I am perfectly willing to grant that adopted children might have a unique set of separation or abandonment anxieties. But without corresponding emotional manifestations (e.g. depression), these anxieties should be seen as special to the circumstances, but otherwise of low harm to the child.

In contrast, lower social status is associated with emotional problems and lowered subjective well-being, and therefore is a source of objective harm.

"It is also extremely foolish to assess whether or not surrogacy is cruel based on what the children who are results of it think."

Either surrogacy is cruel because it harms the child emotionally, or surrogacy is cruel because it bothers the child.

If you can't appeal to any sort of harm, then you won't convince anyone that something cruel is occurring.

Stan and Bryan

Would you be willing to consider what Donor Conceived People have to say about this? A couple of them are in communication with me, and sometimes comment on my blog: www.ruthblog.org.
Here are a couple of sites where they write: http://www.tangledwebs.org.uk/tw/
http://donorchild.blogspot.com/2009_12_01_archive.html
These people and their concerns deserve to be taken seriously. They are just as worthy of consideration as infertile couples, and women who want to be mothers without involving a man.

Gentlemen, I find it interesting that no one has responded to my question of December 18th, at least not on this thread. If it is ok for parents to sell their infant to "loving parents," what prevents them from selling their infant to less than loving adults? What prevents them from selling their minor children?
I'm looking for the principle here, guys.

Lauren writes:

Jennifer Roback Morse writes:

If it is ok for parents to sell their infant to "loving parents," what prevents them from selling their infant to less than loving adults? What prevents them from selling their minor children?
I'm looking for the principle here, guys.

There may not be a single overriding principle for parents' picking up the expenses in exchange for the adoption of newborns, infants, or minor children--or equivalently selling the children. However, there appear to be strong biological incentives, social customs, or religious norms that deter parents from selling their young children to less-than-loving parents.

That certainly doesn't mean it happens right in every case.
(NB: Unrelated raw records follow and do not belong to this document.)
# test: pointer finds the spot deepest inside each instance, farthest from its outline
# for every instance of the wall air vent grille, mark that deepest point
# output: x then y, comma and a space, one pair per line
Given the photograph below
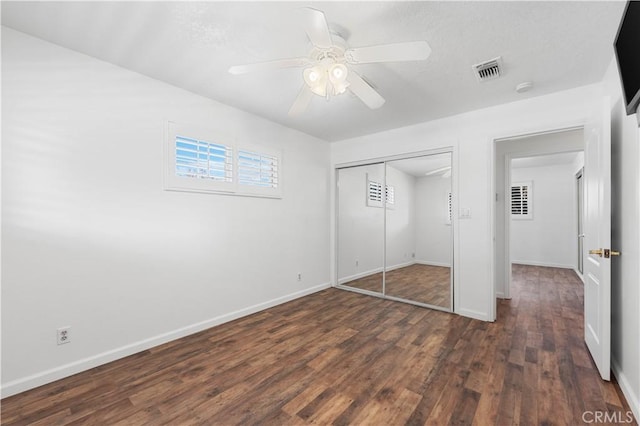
488, 70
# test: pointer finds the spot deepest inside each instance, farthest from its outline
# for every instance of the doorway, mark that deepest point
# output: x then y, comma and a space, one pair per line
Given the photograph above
535, 147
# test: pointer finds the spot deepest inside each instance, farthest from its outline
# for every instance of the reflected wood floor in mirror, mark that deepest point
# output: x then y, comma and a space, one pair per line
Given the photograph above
339, 357
421, 283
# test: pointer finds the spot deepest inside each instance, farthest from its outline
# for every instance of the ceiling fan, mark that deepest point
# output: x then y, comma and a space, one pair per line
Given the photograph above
327, 70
In fact, when someone is trying anticipate, no matter with how much love and caring, how someone else--the child--might feel at age 3, 5, 10, 15, 18, 20, 30, or 50 years later, it makes sense that it may go awry over time. What are the right criteria when faced with such a life-developing choice for one's child? Is a 60-40 chance of the child's net happiness good enough? 50-50? At what age do we measure? How do we accumulate the net positives and negatives over the course of life? (And to be really provocative: how about an only 10-90 chance of lifetime happiness if the alternative is not being born at all?)

What donor-conceived folks have to say about their experiences growing up sounds to me like exactly the kind of feedback that parents--both on the receiving and giving ends--would love to know about before moving forward in these decisions. We have not had the opportunity for that kind of evidence or testimony until recently. Good to add that to the discussion now!